Remit is a peer-to-peer payment system with a quick one time set up process. Once you create an account, either through SMS or the website, making a transaction takes only a couple of seconds.
Xpring-js
Nodejs
Heroku
Ngrok
Twilio Autopilot SMSBot
FireStore
Firebase Database
Firebase Authentication
Firebase Hosting
HTML/CSS/JS/JQuery/BootStrap
Originally we were going to use Interledger, we spent many hours trying to wrap our head around it and utilize it but in the end we dropped it because we found out that it would require many more hours of learning OTHER api's built on the open source platform in order to make anything of interledger. We stuck with Xpring however because it was much simpler to set up a testing environment.

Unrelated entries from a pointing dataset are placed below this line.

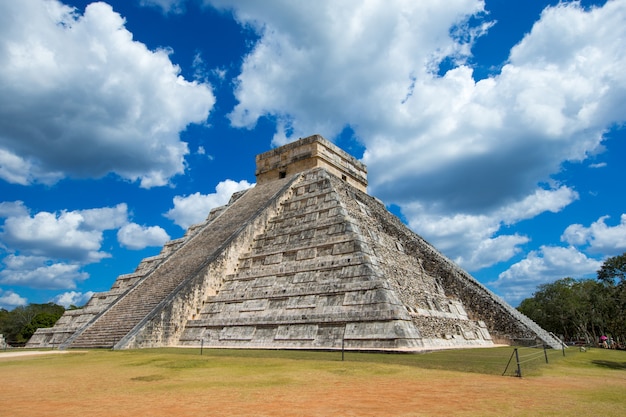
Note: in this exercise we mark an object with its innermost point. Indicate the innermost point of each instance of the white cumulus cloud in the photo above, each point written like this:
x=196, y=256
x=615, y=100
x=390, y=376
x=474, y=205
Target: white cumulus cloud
x=73, y=235
x=38, y=272
x=134, y=236
x=9, y=300
x=73, y=298
x=600, y=237
x=81, y=83
x=540, y=267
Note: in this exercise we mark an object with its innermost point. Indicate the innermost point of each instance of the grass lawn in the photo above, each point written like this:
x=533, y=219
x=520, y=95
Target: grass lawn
x=181, y=382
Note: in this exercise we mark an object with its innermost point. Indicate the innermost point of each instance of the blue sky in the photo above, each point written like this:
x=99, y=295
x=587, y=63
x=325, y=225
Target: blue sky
x=494, y=129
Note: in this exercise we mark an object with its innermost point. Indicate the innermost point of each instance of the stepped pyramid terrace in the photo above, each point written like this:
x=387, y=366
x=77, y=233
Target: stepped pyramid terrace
x=305, y=259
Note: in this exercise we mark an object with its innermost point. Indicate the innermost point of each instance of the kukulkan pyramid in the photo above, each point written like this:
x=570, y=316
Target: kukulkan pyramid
x=304, y=259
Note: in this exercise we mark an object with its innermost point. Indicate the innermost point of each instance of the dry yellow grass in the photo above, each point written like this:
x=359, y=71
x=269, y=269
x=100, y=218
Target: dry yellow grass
x=183, y=383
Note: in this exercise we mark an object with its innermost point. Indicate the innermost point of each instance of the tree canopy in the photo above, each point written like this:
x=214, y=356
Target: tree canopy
x=583, y=309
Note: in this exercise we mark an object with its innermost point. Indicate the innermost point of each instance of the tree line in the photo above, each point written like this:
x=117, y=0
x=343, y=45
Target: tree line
x=19, y=324
x=586, y=310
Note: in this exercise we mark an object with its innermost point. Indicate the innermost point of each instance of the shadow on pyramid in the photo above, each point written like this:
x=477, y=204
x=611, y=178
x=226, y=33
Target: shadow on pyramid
x=305, y=259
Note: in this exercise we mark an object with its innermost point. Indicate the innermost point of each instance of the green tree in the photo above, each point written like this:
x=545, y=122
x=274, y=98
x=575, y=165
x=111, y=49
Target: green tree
x=20, y=324
x=613, y=275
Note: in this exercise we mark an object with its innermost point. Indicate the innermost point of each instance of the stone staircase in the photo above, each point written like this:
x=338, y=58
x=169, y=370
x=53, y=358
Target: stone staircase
x=148, y=296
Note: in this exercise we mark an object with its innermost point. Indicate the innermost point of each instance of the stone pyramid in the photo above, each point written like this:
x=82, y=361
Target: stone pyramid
x=304, y=259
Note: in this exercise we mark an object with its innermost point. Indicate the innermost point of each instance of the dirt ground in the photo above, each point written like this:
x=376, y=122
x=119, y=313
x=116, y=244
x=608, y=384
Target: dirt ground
x=38, y=386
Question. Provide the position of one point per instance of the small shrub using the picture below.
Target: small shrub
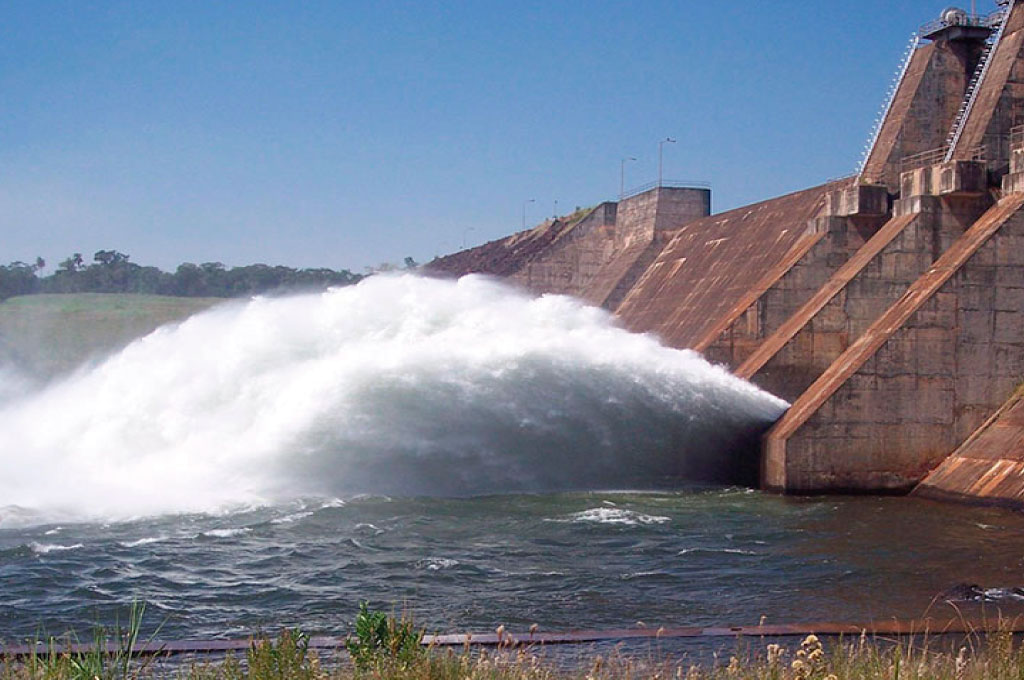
(382, 641)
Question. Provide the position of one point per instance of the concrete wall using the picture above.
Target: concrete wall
(714, 268)
(918, 383)
(779, 302)
(666, 208)
(573, 260)
(924, 108)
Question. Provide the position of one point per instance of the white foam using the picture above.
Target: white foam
(142, 542)
(397, 385)
(614, 516)
(45, 548)
(226, 533)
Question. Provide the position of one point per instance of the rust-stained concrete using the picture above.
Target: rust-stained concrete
(889, 307)
(588, 256)
(716, 267)
(923, 108)
(999, 102)
(989, 466)
(836, 284)
(932, 368)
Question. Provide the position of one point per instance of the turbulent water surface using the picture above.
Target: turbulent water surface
(435, 445)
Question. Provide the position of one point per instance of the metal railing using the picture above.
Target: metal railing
(964, 115)
(1017, 137)
(890, 97)
(665, 183)
(936, 156)
(977, 20)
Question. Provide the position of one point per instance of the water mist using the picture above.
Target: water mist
(398, 385)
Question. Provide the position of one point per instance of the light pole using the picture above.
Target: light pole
(660, 147)
(622, 175)
(524, 211)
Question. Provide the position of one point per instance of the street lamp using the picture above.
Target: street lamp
(622, 175)
(660, 146)
(524, 211)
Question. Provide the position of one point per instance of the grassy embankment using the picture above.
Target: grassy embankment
(389, 649)
(46, 335)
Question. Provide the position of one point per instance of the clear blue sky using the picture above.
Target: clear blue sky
(347, 133)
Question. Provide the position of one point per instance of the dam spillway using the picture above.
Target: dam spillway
(886, 306)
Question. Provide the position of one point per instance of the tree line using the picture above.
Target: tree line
(112, 271)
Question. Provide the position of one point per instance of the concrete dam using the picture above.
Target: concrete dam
(888, 306)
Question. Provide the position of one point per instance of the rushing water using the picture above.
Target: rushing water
(431, 445)
(561, 560)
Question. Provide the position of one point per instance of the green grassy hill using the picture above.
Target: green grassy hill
(46, 335)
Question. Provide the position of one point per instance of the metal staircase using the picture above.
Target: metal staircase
(974, 86)
(880, 121)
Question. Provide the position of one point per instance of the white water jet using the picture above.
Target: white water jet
(397, 385)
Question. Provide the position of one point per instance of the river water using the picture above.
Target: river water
(584, 560)
(437, 447)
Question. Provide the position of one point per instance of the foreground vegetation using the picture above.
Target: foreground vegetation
(386, 647)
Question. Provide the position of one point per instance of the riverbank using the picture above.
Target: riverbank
(990, 656)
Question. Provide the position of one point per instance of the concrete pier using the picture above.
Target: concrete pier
(887, 307)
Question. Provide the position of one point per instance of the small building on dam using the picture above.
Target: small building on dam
(888, 307)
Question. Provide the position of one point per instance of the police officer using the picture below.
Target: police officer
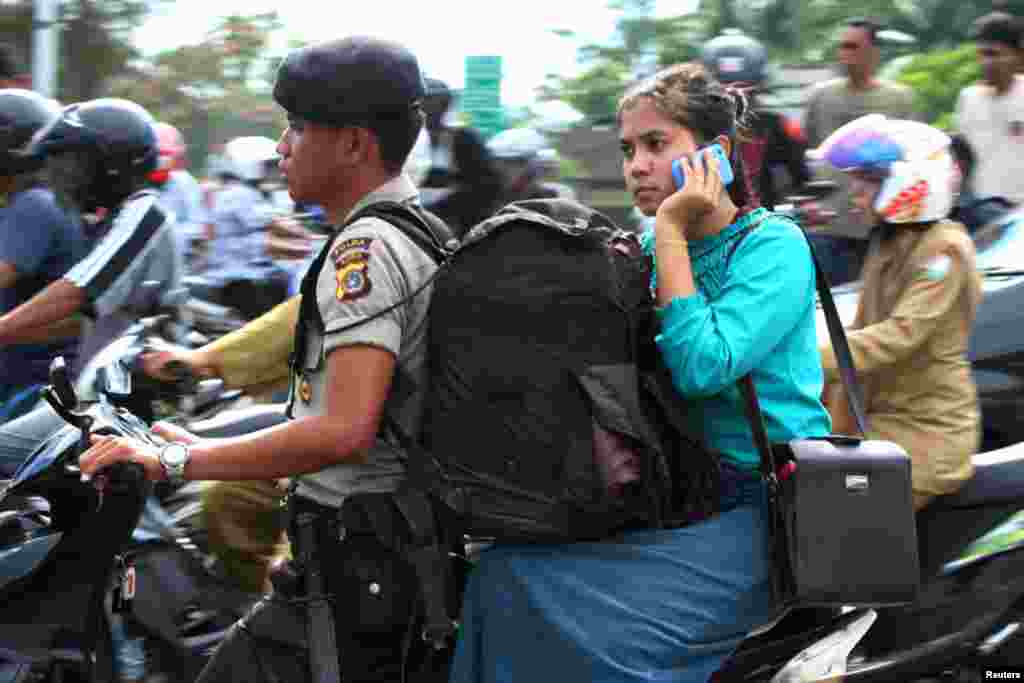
(179, 191)
(922, 290)
(354, 110)
(776, 142)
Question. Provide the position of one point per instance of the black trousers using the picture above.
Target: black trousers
(374, 595)
(253, 298)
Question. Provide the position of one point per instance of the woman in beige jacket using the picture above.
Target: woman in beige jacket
(921, 292)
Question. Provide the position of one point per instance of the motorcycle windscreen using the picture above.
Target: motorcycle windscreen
(1005, 538)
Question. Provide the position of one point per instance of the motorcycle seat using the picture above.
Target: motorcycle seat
(998, 476)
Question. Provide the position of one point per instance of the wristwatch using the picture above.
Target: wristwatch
(173, 459)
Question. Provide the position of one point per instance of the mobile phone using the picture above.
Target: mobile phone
(726, 168)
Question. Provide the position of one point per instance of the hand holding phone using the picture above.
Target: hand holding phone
(725, 168)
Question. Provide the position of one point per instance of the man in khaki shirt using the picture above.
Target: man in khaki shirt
(842, 245)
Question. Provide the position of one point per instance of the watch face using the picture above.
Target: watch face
(175, 455)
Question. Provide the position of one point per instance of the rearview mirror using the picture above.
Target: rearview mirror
(60, 381)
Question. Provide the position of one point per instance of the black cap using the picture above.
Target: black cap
(349, 81)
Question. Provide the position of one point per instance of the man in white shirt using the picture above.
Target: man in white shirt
(990, 114)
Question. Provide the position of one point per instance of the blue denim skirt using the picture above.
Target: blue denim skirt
(652, 605)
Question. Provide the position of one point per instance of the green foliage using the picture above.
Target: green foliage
(937, 79)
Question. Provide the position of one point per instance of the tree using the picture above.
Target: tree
(937, 79)
(94, 40)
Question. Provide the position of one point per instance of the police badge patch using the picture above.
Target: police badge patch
(351, 262)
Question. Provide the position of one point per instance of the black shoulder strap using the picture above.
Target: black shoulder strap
(425, 229)
(848, 373)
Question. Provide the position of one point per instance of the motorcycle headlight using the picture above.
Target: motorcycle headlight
(826, 658)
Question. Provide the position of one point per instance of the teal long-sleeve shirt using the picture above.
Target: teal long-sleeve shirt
(754, 311)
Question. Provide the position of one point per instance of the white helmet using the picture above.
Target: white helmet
(418, 164)
(249, 159)
(920, 179)
(523, 143)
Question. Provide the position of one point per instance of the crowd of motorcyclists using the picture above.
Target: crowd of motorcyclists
(97, 201)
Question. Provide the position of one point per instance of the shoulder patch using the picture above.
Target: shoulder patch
(351, 263)
(937, 268)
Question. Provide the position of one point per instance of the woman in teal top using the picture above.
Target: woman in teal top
(735, 294)
(753, 310)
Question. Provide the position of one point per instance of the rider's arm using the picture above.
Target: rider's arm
(769, 285)
(26, 239)
(939, 283)
(29, 229)
(792, 150)
(367, 273)
(357, 383)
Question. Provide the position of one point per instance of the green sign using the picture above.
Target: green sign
(481, 98)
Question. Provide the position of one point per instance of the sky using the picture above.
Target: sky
(441, 33)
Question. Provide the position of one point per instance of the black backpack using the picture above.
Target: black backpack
(542, 336)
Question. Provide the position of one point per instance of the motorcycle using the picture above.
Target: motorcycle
(60, 544)
(183, 604)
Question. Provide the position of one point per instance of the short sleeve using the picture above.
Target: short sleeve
(112, 271)
(364, 286)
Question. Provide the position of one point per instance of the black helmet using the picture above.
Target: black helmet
(23, 114)
(734, 57)
(99, 152)
(437, 88)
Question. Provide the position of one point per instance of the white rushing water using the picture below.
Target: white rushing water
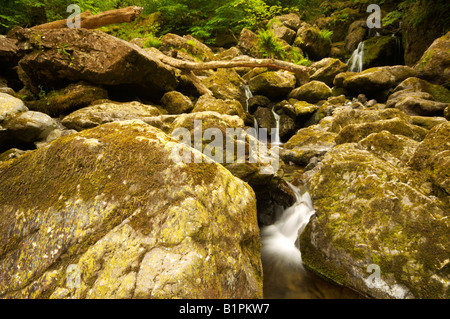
(355, 63)
(280, 253)
(276, 139)
(248, 96)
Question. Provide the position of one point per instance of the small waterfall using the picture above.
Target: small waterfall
(248, 95)
(280, 253)
(355, 63)
(276, 139)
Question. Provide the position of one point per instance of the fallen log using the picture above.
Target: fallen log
(251, 62)
(89, 21)
(299, 70)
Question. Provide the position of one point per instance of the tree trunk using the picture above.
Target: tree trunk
(298, 70)
(89, 21)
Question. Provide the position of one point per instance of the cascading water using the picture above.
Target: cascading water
(248, 96)
(280, 253)
(355, 63)
(276, 139)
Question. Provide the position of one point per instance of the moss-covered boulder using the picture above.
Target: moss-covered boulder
(176, 103)
(381, 51)
(309, 142)
(225, 84)
(210, 103)
(326, 70)
(433, 156)
(379, 228)
(312, 42)
(434, 65)
(374, 80)
(73, 97)
(107, 111)
(106, 213)
(311, 92)
(273, 84)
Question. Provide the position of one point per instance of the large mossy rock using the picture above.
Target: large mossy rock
(64, 56)
(381, 51)
(107, 111)
(434, 65)
(273, 84)
(106, 213)
(372, 213)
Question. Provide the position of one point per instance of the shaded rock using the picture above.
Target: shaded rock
(356, 33)
(309, 39)
(31, 126)
(133, 224)
(71, 55)
(10, 106)
(369, 211)
(225, 84)
(327, 69)
(10, 154)
(9, 53)
(210, 103)
(309, 142)
(438, 92)
(434, 65)
(95, 115)
(186, 43)
(356, 132)
(311, 92)
(64, 101)
(176, 103)
(257, 100)
(432, 156)
(381, 51)
(427, 122)
(374, 79)
(272, 84)
(290, 20)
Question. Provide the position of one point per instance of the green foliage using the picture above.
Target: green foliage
(326, 34)
(269, 45)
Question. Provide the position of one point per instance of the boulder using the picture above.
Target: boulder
(176, 103)
(64, 56)
(326, 70)
(434, 65)
(30, 126)
(125, 221)
(210, 103)
(381, 51)
(73, 97)
(107, 111)
(432, 156)
(374, 79)
(307, 143)
(374, 215)
(9, 53)
(356, 33)
(272, 84)
(309, 39)
(248, 43)
(438, 92)
(311, 92)
(188, 44)
(225, 84)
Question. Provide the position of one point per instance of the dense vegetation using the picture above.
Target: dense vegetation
(207, 18)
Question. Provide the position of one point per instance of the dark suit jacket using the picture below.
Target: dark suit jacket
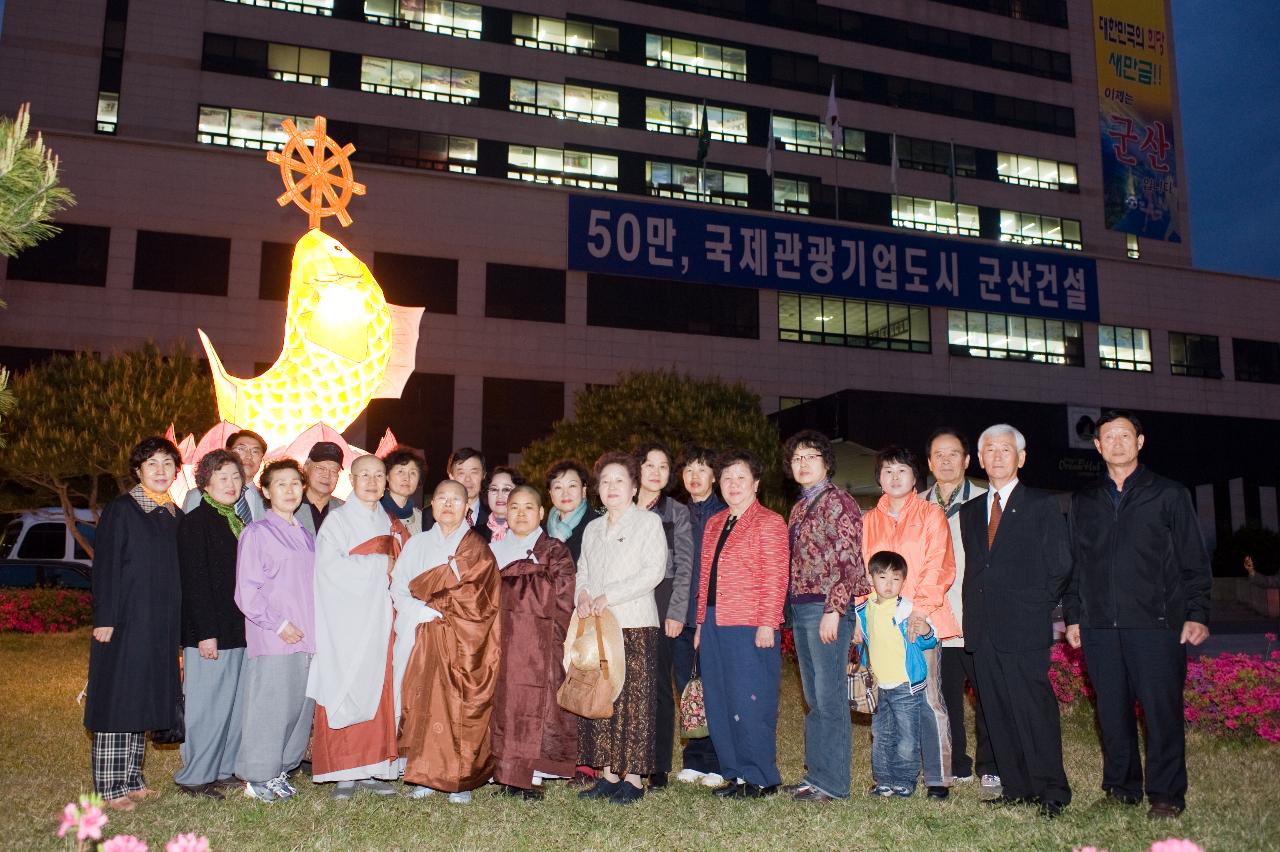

As of right now Remit can only perform XRP to XRP transactions because we're using Xpring Ledger and not Interledger; The "$" on our website is a bit misleading and will be fixed soon.
We're planning on redesigning our website to look much better, we're going to implement Interledger so that our peer-to-peer payment system can support more currencies than just XRP, and we're also looking to develop a much better authentication system for the internetless SMS authentication.
Some of our ideas for a more secure SMS authentication as of right now are: single-use SMS passwords (we'll have a way for you to create a new single-use one), possibly some type of physical hardware key of some sort, or through the use of some type of encryption protocol.
We're also planning to acquire a phone number in every country code so that the SMSBot can be accessible globally when we're in production.
You'll have to run the xpring.js that's inside of the app directory something along the lines of
cd -/Remit/app
node xpring.js
As for the web application you'll need to download the node package (firebase) and server the content locally
cd -/Remit/public
firebase serve
As of currently there is no availability public to test out the SMSBot yet because it's on built with Twilio AutoPilot through the Twilio Dashboard Interface and not through Command Line Interface. This means we did not use a backend server like nodejs + twilio API. More about this can be seen in the SMSBot directory as PNG's of proof of the Twilio Dashboard implementation.
That was just us playing around with the Twilio API on python and nodejs BEFORE we decided to use the Dashboard Interface's AutoPilot feature which was just much easier and less work to develop a fully fledged SMSbot.
cd -/Remit/SMSBot
Sadly the hosted version of our web app does not work yet and you'll have to run it locally with the steps above to make it work.